Das Schicksal Moebs’ ist eines von vielen, die der wissenschaftliche Laie und Zeuge Jehovas Christoph Wilker aufgearbeitet hat. Ab Donnerstag sind zahlreiche von Wilkers Recherchen im Münchner NS-Dokumentationszentrum zu sehen. Die neue Wechselausstellung des Dokuzentrums beleuchtet die Verfolgung der Münchner Zeugen Jehovas im Nationalsozialismus. Erstmals werde ihr Leid umfassend dokumentiert, sagt Mirjam Zadoff, die Direktorin der Einrichtung.

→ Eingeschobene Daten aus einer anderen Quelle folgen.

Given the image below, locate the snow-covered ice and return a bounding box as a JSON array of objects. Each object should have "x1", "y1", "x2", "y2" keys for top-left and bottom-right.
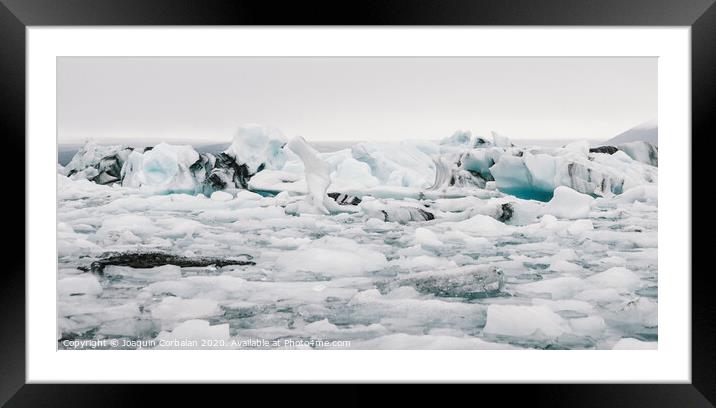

Glaubensgemeinschaft wurde schon früh verfolgt

Die Verfolgung der Zeugen Jehovas im Nationalsozialismus war in der Bundesrepublik lange kaum wissenschaftlich aufgearbeitet worden. Erst seit den 1990er-Jahren findet das Thema langsam mehr Beachtung. Dabei ist die Glaubensgemeinschaft bereits früh und konsequent verfolgt worden, wie Zadoff sagt.

Schon im April 1933 wurde die "Internationale Bibelforscher-Vereinigung" in Bayern verboten. Bis zur Befreiung vom NS-Regime wurden 8.800 von 25.000 Zeugen Jehovas im Deutschen Reich inhaftiert, 2800 wurden in Konzentrationslager deportiert. Insgesamt kamen mehr als 1000 Mitglieder der Glaubensgemeinschaft zu Tode. Auch Berufsverbote oder kürzere Haftstrafen gehörten zum Repertoire der Verfolgung.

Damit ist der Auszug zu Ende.